Alcuni docenti di un liceo di Venezia disertano polemicamente un incontro con alcuni appartenenti alle forze armate, in vista del 4 novembre: la polemica si infiamma
Secondo quanto riferito dai quotidiani locali e nazionali, un gruppo di docenti e una classe del liceo classico Marco Polo di Venezia avrebbero deciso di non partecipare a un incontro con due ufficiali della marina e della guardia di finanza, programmato per lo scorso lunedì in vista del 4 novembre (giornata dell’unità nazionale e delle forze armate). Il dirigente scolastico aveva disposto inizialmente che la partecipazione all’incontro fosse obbligatoria per le classi dell’ultimo anno, salvo poi mutare orientamento, disponendo la volontarietà della partecipazione, dopo le proteste della rappresentanza sindacale dell’istituto. Gli insegnanti “astenuti” hanno motivato la loro scelta con una lettera nella quale hanno affermato che “L’articolo 11 della nostra Costituzione afferma che l’Italia ripudia la guerra come strumento di offesa alla libertà degli altri popoli e come mezzo di risoluzione delle controversie internazionali”.
Immediate e infuocate le repliche da parte della politica: l’assessore all’istruzione del Veneto, Elena Donazzan, ha commentato che “questi docenti non meritano di insegnare in una scuola italiana, perché nel loro ruolo di educatori si stanno dimostrando irrispettosi della Costituzione e delle Leggi italiane, Costituzione che riconosce l’importanza delle Forze armate quale organo a difesa dello Stato. Una legge italiana dedica alle Forze armate la giornata dell’anniversario della firma dell’armistizio che segnò la fine della grande guerra. La polemica mossa da questi insegnanti è completamente fuori luogo: dimostrano un atteggiamento sovversivo, perché contestare le Forze armate significa disobbedire alle leggi e all’ordinamento dello Stato, nonché mancare di rispetto a chi indossa ogni giorno con grande orgoglio la propria divisa. Interverrò, chiedendo all’Ufficio scolastico regionale del Veneto un’ispezione in questo Istituto. La scuola non è un’organizzazione politica privata, e non può essere utilizzata – conclude – per dar voce a propagande ideologiche ben lontane dal compito educativo degli insegnanti”.

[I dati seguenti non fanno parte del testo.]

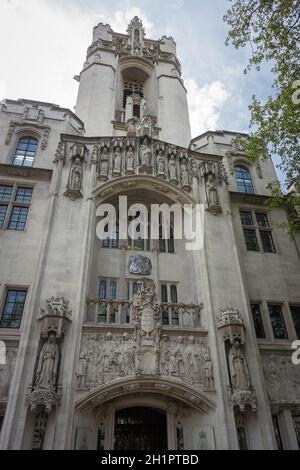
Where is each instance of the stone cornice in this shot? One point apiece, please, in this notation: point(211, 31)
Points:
point(40, 174)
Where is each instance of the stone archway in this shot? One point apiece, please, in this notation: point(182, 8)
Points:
point(140, 428)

Se ci è consentito un commento, visto che gli insegnanti in questione hanno tirato fuori la Costituzione e il “ripudio della guerra”, sarebbe opportuno leggere tutto l’articolo 11 della nostra Carta fondamentale: in particolare, la parte “dimenticata” (sicuramente per distrazione…) dagli insegnanti nella loro lettera dice che “consente (l’Italia, ndr), in condizioni di parità con gli altri Stati, alle limitazioni di sovranità necessarie a un ordinamento che assicuri la pace e la giustizia tra le Nazioni; promuove e favorisce le organizzazioni internazionali rivolte a tale scopo”. Ecco perché, per esempio, alcune migliaia di nostri militari (nostri cittadini, nostri fratelli) sono in questo momento sparsi per il mondo, nelle numerose missioni di pace organizzate sotto l’egida dell’Onu (per esempio) per la stabilizzazione dei Paesi a rischio; un lavoro che serve, appunto, per assicurare la pace e non la guerra.

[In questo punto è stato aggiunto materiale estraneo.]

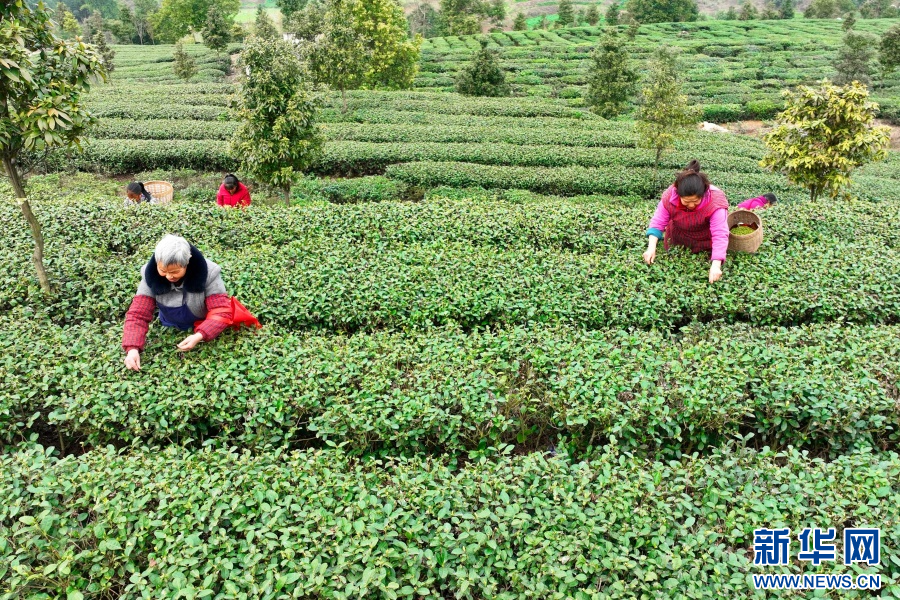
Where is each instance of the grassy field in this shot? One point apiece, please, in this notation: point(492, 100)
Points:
point(468, 384)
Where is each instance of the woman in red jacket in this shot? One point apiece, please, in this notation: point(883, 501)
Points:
point(233, 192)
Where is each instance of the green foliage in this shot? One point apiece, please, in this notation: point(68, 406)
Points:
point(664, 113)
point(106, 53)
point(483, 76)
point(889, 49)
point(821, 9)
point(277, 139)
point(322, 523)
point(263, 27)
point(661, 11)
point(825, 133)
point(748, 12)
point(364, 44)
point(853, 62)
point(566, 14)
point(612, 14)
point(217, 30)
point(184, 66)
point(464, 17)
point(611, 81)
point(177, 18)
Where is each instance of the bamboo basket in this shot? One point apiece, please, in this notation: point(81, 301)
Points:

Al di là delle singole convinzioni, riteniamo che il ruolo di un docente possa, e debba, essere diverso da sterili enunciazioni di principio e che fomentare una polemica sull’attuale ruolo delle nostre forze armate, nel contesto della Repubblica italiana e della Carta costituzionale, sia qualcosa di profondamente miope e volto a creare un danno nei confronti degli studenti. I quali potranno, anzi dovranno esercitare le proprie future scelte di vita e di coscienza, solo nel momento in cui siano posti di fronte alla realtà del mondo in modo imparziale ed equilibrato, da coloro i quali hanno il ruolo di educarli e non soltanto di “istruirli”.